Roach went down the hall to watch Geale’s hands being wrapped.
Cotto began stretching his upper body and leg muscles.
At 9:30, Marvin Somodio started wrapping Miguel’s hands, right hand first.
Miguel whistled in tune with the music as Somodio worked.
“Miguel loves fight night,” Bryan Perez said. “He’s enjoying the moment.”
“Geale got a terrible handwrap,” Freddie announced. “I don’t think his guy knows how to wrap hands. The way he did it, there’s not much protection or strength.”
That led to Roach reminiscing about an oddity that occurred years ago when he was training Virgil Hill.
“I went in to watch the opponent getting his hands wrapped, and the guy who was wrapping had no idea what he was doing. Finally, the fighter said, ‘Freddie, will you wrap my hands?’ I said, ‘I can’t. You’re fighting my guy.’ He said, ‘Please!’ So I did it.”
At 9:50, Cotto lay down on a towel on the floor and Somodio began stretching him out.
Miguel shadow-boxed briefly.
Somodio gloved him up.
At 10:27, Miguel began hitting the pads with Roach; his first real physical exertion of the night. Four minutes later, they stopped.
At 10:40, a voice sounded: “Okay, guys.”
It was time to fight.
This was Cotto’s first fight at Barclays Center after having fought once at Yankee Stadium and nine times at Madison Square Garden.
Geale had a decided size advantage. One day earlier earlier, Miguel had weighed in at 153.6 pounds (under the junior-middleweight limit), while Daniel tipped the scales at 157. During the ensuing thirty hours, Geale had gained approximately twenty pounds. He weighed 182 in street clothes on fight night. But size was his only edge.
Cotto-Geale was a craftsman versus an ordinary fighter. It was clear from the start that Miguel was faster and the better boxer.

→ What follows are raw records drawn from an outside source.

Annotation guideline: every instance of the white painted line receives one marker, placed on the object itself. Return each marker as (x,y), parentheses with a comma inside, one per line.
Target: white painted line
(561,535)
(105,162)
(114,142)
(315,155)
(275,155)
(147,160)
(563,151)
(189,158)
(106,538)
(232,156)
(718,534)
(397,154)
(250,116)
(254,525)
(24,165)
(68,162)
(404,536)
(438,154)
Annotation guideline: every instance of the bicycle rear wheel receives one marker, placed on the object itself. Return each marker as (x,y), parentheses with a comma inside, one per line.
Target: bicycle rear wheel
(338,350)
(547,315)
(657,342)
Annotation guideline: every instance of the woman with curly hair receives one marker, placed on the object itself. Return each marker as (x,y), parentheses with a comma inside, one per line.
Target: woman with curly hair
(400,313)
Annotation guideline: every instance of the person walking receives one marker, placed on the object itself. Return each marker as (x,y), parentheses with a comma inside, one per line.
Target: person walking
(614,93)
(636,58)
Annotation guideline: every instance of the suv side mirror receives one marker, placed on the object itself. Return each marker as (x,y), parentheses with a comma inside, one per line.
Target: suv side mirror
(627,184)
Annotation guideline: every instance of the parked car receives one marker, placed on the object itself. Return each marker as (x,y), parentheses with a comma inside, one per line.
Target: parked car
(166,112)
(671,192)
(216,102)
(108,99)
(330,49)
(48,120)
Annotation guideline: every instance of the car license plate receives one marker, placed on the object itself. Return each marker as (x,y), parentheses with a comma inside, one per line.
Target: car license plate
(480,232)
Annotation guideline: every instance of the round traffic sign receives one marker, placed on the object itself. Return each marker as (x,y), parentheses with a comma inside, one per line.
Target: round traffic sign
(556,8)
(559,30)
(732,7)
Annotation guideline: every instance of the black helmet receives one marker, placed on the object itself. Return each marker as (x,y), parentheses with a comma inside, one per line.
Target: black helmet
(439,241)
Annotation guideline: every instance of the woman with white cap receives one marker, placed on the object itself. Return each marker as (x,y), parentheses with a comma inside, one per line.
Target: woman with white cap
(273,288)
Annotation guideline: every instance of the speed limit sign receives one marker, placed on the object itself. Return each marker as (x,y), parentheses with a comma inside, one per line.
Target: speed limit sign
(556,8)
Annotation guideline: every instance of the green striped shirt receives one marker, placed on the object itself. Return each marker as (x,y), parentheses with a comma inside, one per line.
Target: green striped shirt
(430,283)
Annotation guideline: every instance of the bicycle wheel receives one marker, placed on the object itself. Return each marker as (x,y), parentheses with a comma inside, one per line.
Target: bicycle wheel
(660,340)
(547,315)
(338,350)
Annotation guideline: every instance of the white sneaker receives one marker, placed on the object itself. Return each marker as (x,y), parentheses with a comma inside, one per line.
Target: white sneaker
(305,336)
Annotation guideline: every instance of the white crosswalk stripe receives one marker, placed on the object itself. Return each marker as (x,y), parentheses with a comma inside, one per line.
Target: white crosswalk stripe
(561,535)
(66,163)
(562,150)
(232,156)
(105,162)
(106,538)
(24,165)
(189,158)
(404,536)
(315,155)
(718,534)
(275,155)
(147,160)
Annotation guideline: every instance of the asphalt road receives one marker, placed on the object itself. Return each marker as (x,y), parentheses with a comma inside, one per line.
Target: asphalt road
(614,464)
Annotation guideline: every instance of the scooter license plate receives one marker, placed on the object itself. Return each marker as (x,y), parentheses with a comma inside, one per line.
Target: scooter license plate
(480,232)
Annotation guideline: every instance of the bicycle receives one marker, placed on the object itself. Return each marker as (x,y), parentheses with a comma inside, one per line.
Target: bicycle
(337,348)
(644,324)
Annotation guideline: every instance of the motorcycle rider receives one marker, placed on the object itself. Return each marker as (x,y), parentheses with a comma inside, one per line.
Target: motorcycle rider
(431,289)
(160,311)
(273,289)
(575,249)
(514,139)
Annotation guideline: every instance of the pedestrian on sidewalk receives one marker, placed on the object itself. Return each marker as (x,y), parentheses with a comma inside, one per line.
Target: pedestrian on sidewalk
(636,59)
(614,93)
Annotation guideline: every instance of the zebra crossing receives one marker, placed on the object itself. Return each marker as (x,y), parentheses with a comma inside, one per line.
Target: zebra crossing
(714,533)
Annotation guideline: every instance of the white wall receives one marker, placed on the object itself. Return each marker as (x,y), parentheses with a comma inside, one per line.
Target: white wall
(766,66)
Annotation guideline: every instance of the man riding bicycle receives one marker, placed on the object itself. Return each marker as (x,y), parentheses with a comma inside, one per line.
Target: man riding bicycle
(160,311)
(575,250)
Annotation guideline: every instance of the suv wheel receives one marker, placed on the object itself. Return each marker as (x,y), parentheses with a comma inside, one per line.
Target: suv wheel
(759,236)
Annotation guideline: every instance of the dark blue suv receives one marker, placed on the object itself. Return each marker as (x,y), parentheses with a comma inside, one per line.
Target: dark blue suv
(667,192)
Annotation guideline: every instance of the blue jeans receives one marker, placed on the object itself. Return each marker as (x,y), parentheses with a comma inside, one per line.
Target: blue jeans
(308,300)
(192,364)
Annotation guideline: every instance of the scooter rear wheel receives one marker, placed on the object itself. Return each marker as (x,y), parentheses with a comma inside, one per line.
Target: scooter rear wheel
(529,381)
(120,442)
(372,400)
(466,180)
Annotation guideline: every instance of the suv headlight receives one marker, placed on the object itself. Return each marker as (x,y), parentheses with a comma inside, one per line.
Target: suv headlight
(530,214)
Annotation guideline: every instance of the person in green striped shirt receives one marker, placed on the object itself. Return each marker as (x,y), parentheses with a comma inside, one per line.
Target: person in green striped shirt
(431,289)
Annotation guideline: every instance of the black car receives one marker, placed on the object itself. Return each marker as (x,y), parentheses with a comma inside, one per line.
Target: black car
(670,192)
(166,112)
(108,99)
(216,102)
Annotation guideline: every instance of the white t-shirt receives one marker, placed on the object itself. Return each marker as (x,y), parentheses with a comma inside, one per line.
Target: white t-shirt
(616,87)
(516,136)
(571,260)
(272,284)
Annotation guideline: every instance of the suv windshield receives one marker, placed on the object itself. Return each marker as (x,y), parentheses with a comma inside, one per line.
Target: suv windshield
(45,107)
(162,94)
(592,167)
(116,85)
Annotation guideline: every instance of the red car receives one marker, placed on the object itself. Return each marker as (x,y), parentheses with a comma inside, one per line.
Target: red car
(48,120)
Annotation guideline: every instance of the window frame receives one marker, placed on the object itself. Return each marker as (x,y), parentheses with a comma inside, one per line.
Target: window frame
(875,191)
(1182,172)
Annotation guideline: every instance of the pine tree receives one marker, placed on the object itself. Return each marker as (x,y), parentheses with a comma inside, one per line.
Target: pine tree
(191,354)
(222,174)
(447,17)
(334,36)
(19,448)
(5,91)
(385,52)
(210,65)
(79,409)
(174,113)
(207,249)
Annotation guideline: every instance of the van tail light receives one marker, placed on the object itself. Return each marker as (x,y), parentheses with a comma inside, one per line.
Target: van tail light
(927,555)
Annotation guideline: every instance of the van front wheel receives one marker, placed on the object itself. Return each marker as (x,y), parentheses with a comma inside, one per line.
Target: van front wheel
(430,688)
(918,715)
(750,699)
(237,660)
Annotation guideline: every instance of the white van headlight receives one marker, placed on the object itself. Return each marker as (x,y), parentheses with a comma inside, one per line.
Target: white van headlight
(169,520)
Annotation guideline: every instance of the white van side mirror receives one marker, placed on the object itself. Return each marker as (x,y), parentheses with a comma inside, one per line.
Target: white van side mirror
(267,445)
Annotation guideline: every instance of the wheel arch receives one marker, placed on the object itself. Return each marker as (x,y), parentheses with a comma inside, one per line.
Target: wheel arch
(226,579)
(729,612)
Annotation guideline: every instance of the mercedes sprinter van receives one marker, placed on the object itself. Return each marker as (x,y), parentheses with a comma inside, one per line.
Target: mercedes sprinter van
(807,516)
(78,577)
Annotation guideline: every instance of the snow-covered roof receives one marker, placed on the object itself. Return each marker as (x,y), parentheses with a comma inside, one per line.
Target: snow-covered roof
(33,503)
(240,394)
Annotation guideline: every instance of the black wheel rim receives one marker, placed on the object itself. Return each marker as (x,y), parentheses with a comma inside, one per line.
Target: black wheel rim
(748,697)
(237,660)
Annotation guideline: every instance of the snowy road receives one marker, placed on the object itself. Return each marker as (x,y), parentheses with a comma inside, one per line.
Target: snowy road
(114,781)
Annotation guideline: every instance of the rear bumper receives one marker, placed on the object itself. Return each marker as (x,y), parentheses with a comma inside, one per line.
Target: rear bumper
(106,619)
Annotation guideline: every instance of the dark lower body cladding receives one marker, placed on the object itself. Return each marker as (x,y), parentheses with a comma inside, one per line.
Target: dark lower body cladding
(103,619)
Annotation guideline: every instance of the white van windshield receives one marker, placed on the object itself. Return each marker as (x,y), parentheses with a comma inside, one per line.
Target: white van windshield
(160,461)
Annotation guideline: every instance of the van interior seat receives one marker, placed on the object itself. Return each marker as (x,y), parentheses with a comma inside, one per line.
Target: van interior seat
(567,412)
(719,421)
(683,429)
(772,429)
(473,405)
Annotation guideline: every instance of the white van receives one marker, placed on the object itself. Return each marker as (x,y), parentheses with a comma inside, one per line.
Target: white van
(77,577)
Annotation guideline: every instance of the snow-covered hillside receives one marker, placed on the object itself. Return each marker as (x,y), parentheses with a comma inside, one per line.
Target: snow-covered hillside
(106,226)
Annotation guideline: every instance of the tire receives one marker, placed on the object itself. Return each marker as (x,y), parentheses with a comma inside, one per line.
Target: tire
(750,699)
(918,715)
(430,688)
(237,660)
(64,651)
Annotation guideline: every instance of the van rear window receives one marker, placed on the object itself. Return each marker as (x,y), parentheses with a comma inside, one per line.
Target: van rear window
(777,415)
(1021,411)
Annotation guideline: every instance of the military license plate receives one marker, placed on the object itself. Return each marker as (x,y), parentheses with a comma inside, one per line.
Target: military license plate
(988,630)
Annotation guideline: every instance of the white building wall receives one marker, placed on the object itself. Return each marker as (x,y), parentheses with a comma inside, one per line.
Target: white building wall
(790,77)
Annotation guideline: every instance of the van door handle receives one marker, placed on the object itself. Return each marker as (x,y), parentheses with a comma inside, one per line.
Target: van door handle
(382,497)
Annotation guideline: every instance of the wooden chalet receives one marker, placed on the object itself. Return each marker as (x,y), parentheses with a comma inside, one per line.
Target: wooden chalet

For the first three rounds, Cotto piled up points with his jab and scored points in addition to doing damage with hard hooks to the body. Thirty-two seconds into round four, a picture-perfect left hook up top smashed Geale to the canvas and left him on his back with his upper torso stretched beneath the bottom ring rope.
Daniel rose on unsteady legs at the count of nine and managed to stay upright for another thirty seconds before a barrage of punches punctuated by a short right hand deposited him on the floor for the second time.
Once again, he beat the count.
“Are you okay?” referee Harvey Dock asked.
Geale shook his head.
“No,” he said.
Dock appropriately stopped the fight.
There was joy in Cotto’s dressing room after the fight. It wasn’t that he’d beaten Geale as much as the way he beaten him that impressed.
“Miguel boxed very well tonight,” Roach said. “The angles were good. He got off first and went to the body a lot.” Freddie smiled. “It’s a lot easier when the fight happens the way you planned it.”
As for the future; Cotto isn’t one of the kids anymore. He’s much closer to the end of his ring career than the beginning.
“I said that I would be out of boxing by the time I am thirty,” Miguel noted recently.” I am thirty-four now.”
How many fights he has left will depend in large measure on how much punishment he takes in them and, to a lesser degree, how much each training camp takes out of him.
Meanwhile, June 6 was one more performance to be treasured. But in some ways, it was just another fight. Miguel showered and put on the same faded jeans, gray T-shirt, blue leather jacket, and loafers without socks that he’d worn earlier in the evening. He looked like a factory worker getting ready to go home after an honest night’s work.